Will have a look later in the day
Hi @carolynzy , there were two issues here:
1) The code was taking only the default number of hits reported by BLASTP, now it takes as many as sequences in the cluster. See https://github.com/eead-csic-compbio/get_homologues/commit/561894a4809730b078a5ab49e5d9656df5914bce
2) The sequences in your sample cluster have redundant names, see:
perl -lne 'if(/^>(\S+)/){ print $1 }' 1228009_ubiquitin-like_prote.txt | sort -u |wc
355 355 4263
I have commited the changes, you should take care of sequence names on your side to resolve this limitation, Bruno
@eead-csic-compbio Thank you! I do have changed the name but don't know why I still uploaded the original version. Thank you very much!
Hi, I'm using annotate_cluster.pl on my clusters while I noticed a strange thing. Take cluster 1228009 for example, there are 421 sequences in this cluster. Every sequence has 64 aa. They are almost identical. However, when using annotate_cluster.pl, only 251 sequences would be aligned.

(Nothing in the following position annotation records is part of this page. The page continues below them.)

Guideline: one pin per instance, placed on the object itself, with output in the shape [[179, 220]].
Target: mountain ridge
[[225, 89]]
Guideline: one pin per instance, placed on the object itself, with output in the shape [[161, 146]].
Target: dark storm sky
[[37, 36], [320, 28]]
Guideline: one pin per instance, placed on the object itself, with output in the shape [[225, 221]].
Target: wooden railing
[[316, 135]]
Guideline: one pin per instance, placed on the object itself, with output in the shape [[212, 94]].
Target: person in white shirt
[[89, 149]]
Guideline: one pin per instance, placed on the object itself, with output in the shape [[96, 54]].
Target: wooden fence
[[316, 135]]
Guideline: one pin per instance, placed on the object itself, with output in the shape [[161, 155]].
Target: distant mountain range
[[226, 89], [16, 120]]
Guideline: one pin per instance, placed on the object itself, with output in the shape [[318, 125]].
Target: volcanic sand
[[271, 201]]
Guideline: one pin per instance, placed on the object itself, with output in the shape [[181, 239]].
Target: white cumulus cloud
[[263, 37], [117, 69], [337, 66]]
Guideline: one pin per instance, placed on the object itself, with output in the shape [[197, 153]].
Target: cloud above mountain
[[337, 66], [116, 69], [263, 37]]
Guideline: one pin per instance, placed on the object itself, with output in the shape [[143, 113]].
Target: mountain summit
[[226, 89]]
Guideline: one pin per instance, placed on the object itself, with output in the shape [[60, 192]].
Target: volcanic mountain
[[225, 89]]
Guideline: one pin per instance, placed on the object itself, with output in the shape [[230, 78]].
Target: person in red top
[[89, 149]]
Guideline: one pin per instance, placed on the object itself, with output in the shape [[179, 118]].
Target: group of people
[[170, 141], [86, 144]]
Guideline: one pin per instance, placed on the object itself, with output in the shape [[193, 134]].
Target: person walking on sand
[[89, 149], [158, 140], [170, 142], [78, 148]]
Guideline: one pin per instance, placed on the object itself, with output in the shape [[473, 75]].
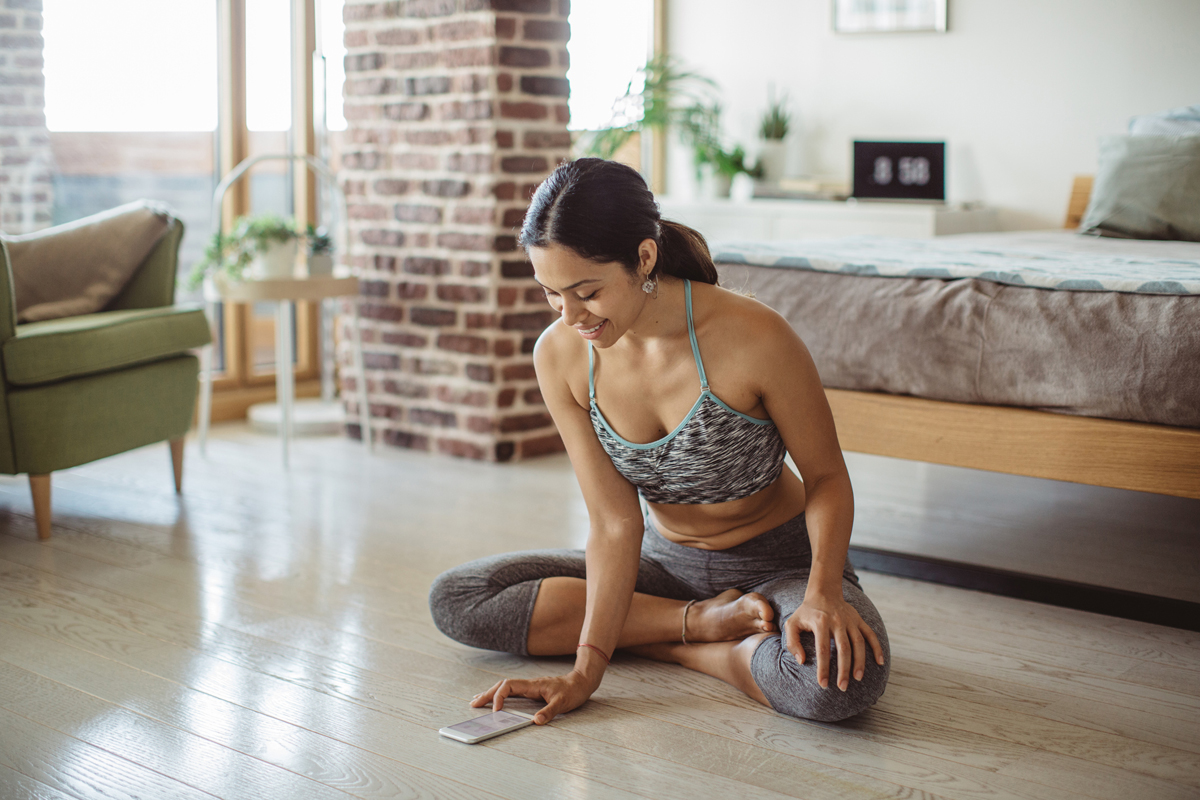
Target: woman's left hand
[[562, 693], [832, 618]]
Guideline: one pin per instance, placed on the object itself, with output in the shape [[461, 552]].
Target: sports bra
[[715, 455]]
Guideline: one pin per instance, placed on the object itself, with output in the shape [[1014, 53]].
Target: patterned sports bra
[[715, 455]]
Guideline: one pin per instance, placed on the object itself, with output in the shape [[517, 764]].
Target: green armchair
[[82, 388]]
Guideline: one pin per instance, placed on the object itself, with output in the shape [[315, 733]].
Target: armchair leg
[[177, 463], [40, 487]]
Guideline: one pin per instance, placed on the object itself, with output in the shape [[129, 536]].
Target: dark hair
[[604, 210]]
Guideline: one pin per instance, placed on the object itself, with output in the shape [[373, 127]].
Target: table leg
[[327, 350], [205, 411], [283, 374], [360, 377]]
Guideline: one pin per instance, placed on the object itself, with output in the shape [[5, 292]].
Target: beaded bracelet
[[585, 644]]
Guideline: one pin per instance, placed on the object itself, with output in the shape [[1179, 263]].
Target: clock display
[[907, 170]]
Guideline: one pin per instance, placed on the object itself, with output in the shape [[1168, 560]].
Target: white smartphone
[[487, 726]]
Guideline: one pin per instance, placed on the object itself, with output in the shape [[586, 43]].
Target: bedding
[[1048, 320], [1146, 187]]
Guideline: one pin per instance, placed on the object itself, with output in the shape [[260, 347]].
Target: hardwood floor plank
[[1045, 623], [321, 674], [352, 769], [191, 759], [281, 617], [76, 768], [1049, 735], [414, 744], [1099, 781], [16, 786]]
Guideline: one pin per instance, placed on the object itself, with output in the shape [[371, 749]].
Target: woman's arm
[[613, 548], [796, 402]]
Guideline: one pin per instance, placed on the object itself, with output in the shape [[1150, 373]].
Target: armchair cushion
[[57, 349], [81, 266]]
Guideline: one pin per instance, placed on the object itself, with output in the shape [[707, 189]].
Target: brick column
[[25, 157], [456, 110]]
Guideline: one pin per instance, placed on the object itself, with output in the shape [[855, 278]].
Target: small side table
[[283, 292]]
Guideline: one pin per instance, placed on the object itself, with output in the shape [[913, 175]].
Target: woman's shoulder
[[736, 316], [557, 346]]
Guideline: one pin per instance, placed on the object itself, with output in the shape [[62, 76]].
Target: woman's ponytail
[[604, 210], [683, 253]]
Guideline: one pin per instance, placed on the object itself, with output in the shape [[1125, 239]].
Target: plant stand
[[285, 292]]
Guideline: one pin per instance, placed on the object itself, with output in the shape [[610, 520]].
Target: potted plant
[[670, 96], [702, 131], [257, 248], [321, 252], [772, 131]]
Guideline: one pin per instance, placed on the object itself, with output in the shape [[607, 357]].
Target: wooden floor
[[267, 636]]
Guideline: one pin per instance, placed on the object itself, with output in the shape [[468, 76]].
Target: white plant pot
[[279, 262], [773, 157], [321, 265], [721, 185]]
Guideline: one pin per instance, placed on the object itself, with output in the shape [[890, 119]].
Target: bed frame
[[1135, 456]]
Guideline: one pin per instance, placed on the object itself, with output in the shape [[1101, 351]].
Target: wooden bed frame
[[1084, 450], [1144, 457]]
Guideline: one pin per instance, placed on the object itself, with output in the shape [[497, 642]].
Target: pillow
[[1146, 187], [1174, 122], [78, 268]]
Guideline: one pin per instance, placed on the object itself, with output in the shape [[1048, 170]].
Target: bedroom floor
[[267, 636]]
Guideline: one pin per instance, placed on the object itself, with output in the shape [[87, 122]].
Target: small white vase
[[721, 185], [321, 265], [773, 157], [279, 262]]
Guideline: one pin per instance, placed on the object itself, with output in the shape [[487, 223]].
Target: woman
[[735, 546]]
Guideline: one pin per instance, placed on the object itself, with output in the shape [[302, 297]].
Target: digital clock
[[900, 170]]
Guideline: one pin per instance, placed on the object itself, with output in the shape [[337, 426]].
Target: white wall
[[1019, 89]]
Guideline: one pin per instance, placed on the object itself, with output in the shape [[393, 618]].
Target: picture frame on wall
[[888, 16]]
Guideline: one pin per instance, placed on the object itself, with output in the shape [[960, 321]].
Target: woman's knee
[[451, 596], [793, 689]]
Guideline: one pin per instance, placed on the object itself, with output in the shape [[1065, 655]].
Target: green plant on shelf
[[319, 241], [231, 254], [777, 120]]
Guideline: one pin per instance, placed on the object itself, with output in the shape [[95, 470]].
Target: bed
[[1044, 354]]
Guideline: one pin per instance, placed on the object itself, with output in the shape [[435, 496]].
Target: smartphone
[[487, 726]]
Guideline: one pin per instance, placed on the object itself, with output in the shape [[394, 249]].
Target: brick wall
[[456, 110], [25, 160]]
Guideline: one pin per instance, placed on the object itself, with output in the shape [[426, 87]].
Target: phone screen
[[489, 723]]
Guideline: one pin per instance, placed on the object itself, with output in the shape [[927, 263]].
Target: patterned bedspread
[[1050, 259]]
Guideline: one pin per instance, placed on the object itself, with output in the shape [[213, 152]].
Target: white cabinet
[[769, 220]]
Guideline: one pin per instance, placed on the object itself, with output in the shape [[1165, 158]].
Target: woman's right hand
[[562, 693]]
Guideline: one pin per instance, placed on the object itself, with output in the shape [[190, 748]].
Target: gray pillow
[[78, 268], [1146, 187], [1175, 121]]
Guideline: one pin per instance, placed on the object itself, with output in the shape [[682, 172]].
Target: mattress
[[1048, 320]]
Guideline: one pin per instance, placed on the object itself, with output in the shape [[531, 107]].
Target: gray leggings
[[489, 603]]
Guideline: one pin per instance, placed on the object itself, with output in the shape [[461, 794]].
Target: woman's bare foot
[[730, 615]]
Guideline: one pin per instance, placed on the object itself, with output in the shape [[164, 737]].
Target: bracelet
[[585, 644], [683, 633]]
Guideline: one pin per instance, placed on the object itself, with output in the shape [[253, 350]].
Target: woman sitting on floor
[[735, 546]]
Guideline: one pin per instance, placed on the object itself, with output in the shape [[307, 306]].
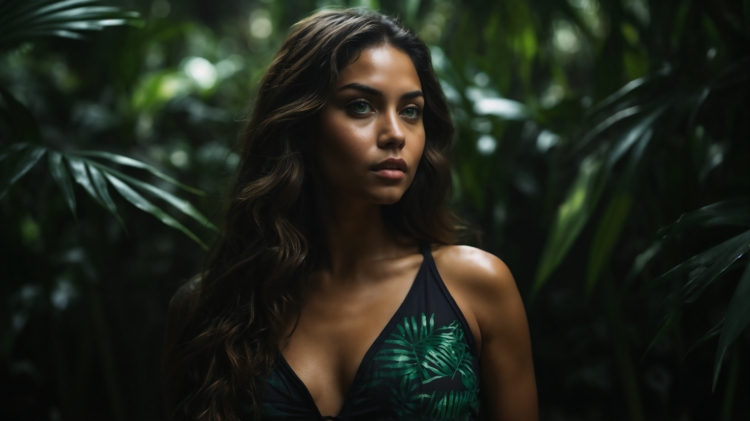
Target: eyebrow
[[370, 90]]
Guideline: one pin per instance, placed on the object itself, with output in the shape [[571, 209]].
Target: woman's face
[[371, 129]]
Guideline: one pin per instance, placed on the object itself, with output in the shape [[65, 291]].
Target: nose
[[391, 132]]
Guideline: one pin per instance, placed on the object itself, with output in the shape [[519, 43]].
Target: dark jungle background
[[603, 152]]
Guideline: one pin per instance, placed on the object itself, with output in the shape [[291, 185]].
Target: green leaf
[[78, 168], [141, 203], [571, 217], [607, 234], [736, 320], [182, 205], [123, 160], [60, 174], [733, 212], [629, 88], [632, 135], [11, 149], [24, 20], [28, 159], [20, 120], [100, 184], [712, 333], [704, 268]]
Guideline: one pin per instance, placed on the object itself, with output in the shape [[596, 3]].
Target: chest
[[337, 327], [403, 351]]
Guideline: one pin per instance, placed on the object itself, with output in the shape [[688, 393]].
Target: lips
[[391, 168], [391, 164]]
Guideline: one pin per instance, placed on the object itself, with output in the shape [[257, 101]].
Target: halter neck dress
[[422, 366]]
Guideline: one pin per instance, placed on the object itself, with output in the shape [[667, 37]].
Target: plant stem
[[623, 360], [734, 369], [106, 354]]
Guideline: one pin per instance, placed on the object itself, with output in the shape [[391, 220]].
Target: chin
[[387, 198]]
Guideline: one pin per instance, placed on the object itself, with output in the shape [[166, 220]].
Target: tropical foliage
[[417, 354], [602, 152]]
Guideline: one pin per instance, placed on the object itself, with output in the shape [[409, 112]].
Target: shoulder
[[181, 306], [474, 269], [483, 288]]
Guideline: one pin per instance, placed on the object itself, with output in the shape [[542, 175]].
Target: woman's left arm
[[506, 366], [487, 294]]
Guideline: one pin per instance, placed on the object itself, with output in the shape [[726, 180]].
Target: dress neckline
[[371, 351]]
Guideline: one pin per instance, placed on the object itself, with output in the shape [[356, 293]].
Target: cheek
[[341, 150]]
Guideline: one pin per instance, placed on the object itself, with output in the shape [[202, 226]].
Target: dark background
[[586, 129]]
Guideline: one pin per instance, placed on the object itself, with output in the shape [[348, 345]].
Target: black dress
[[422, 366]]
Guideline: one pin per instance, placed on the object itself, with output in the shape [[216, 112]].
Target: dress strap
[[437, 280]]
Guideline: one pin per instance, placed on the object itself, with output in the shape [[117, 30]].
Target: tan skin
[[374, 113]]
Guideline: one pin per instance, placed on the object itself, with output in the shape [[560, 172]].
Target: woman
[[333, 291]]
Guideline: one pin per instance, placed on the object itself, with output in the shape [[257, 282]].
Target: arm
[[488, 296], [178, 315], [506, 366]]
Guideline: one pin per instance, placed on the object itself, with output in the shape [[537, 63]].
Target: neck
[[357, 235]]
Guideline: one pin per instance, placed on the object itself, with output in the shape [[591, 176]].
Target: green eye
[[411, 112], [359, 107]]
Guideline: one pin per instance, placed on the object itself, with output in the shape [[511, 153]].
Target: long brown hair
[[271, 237]]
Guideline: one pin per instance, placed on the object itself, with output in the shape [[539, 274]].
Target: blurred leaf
[[182, 205], [632, 134], [60, 174], [736, 320], [642, 260], [28, 159], [18, 118], [502, 107], [100, 184], [141, 203], [571, 217], [671, 321], [607, 234], [11, 149], [123, 160], [78, 168], [607, 124], [706, 267], [629, 88], [712, 333], [22, 20], [733, 212]]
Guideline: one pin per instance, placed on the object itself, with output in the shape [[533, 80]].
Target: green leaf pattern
[[418, 353]]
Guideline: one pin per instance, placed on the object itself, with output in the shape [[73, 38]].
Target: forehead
[[382, 67]]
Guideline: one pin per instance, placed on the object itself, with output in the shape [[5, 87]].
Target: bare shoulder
[[181, 307], [473, 268], [483, 288]]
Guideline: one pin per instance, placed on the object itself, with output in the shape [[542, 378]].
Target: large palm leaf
[[22, 20]]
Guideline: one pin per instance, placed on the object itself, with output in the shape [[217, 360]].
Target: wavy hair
[[271, 238]]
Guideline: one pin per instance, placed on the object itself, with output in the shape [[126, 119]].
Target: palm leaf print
[[416, 354]]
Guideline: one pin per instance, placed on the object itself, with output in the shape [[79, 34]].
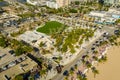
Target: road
[[68, 66]]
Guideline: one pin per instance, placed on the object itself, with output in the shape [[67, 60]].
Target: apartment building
[[62, 3]]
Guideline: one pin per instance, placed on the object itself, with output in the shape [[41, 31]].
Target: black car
[[117, 32]]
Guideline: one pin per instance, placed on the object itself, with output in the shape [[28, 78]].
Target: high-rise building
[[62, 3]]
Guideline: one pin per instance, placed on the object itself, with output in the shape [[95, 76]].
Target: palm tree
[[95, 71], [66, 78]]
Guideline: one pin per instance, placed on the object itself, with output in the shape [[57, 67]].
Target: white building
[[52, 4], [98, 13]]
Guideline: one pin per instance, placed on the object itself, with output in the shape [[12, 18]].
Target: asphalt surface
[[60, 76]]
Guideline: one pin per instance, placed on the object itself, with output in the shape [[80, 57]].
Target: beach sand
[[109, 70]]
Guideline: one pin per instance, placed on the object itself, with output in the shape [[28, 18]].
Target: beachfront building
[[57, 3], [97, 13], [103, 17], [111, 1]]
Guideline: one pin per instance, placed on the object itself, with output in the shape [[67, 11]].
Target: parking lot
[[27, 65]]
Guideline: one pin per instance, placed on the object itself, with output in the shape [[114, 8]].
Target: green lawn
[[51, 27]]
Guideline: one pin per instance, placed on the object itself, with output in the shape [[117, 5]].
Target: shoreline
[[110, 69]]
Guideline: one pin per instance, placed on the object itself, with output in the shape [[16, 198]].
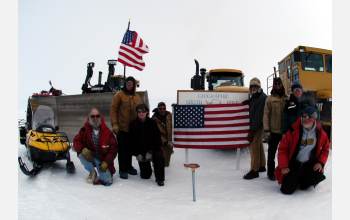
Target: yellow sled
[[44, 143]]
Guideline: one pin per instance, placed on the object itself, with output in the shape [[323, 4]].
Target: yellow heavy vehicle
[[312, 67]]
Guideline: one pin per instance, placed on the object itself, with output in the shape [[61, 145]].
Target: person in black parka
[[146, 145]]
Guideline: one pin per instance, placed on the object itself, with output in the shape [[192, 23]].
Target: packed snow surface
[[221, 193]]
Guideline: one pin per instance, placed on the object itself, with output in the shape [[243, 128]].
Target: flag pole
[[124, 64]]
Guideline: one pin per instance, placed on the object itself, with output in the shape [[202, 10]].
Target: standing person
[[163, 118], [256, 111], [146, 145], [273, 118], [96, 146], [122, 113], [302, 153], [293, 106]]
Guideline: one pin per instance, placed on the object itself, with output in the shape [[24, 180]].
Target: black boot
[[251, 175], [132, 171], [262, 169], [160, 183]]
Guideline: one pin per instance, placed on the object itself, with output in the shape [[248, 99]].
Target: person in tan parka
[[123, 111], [272, 121], [163, 119]]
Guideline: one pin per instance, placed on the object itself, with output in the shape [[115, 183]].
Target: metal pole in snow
[[238, 158], [186, 155], [193, 167], [193, 185]]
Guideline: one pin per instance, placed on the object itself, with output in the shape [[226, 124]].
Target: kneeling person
[[302, 153], [146, 145], [96, 146]]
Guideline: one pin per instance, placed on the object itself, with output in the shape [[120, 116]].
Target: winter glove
[[139, 158], [148, 156], [267, 135], [250, 136], [170, 144], [284, 171], [115, 129], [104, 166], [87, 154], [318, 167]]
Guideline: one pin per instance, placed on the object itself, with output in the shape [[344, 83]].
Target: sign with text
[[193, 97]]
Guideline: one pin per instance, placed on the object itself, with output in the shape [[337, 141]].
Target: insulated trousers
[[158, 165], [257, 154]]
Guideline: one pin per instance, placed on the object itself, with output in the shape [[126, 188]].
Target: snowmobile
[[43, 142]]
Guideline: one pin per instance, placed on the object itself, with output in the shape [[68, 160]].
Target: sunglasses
[[94, 116], [307, 116]]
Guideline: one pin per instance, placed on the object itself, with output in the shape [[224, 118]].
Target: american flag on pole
[[215, 126], [131, 50]]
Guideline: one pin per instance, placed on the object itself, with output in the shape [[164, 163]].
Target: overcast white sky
[[58, 38]]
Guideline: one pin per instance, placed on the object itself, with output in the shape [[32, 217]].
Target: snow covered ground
[[222, 193]]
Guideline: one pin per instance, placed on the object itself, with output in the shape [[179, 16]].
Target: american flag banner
[[131, 50], [214, 126]]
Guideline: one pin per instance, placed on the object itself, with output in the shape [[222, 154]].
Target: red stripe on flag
[[227, 118], [128, 64], [226, 111], [226, 125], [223, 105], [230, 146], [210, 139], [209, 132]]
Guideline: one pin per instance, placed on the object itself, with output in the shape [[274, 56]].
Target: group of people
[[133, 133], [291, 126]]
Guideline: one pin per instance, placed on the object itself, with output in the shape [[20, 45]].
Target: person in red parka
[[96, 147], [302, 153]]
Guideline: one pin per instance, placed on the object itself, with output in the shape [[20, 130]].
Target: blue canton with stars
[[189, 116]]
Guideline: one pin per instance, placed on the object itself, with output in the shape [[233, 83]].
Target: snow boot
[[123, 175], [92, 176], [251, 175], [132, 171], [262, 169], [160, 183]]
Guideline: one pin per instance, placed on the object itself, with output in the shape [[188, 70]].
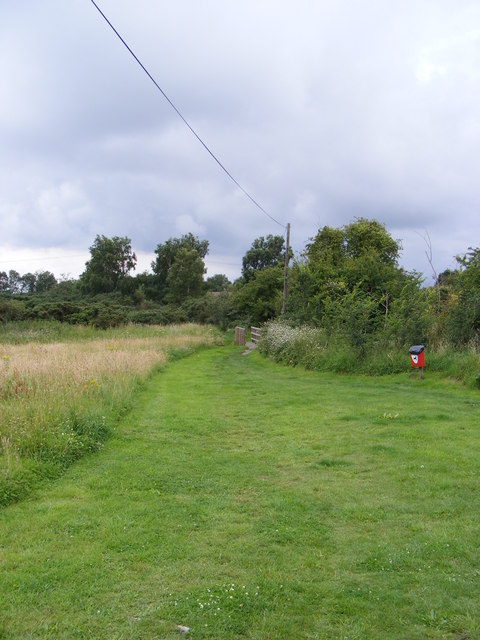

I read the manual which said some short fragments could be left out due to not aligned to the longest sequence, which is not my case I think. log.annotate_cluster.1228009.txt 1228009_ubiquitin-like_prote.txt
I attached the fasta file as well as the log file. Would you please check this issue? Thank you!
P.S. I took a further look and found that it seems no matter how many sequences in the cluster, only a maximum of 251 sequences will be aligned despite the sequences are highly similar.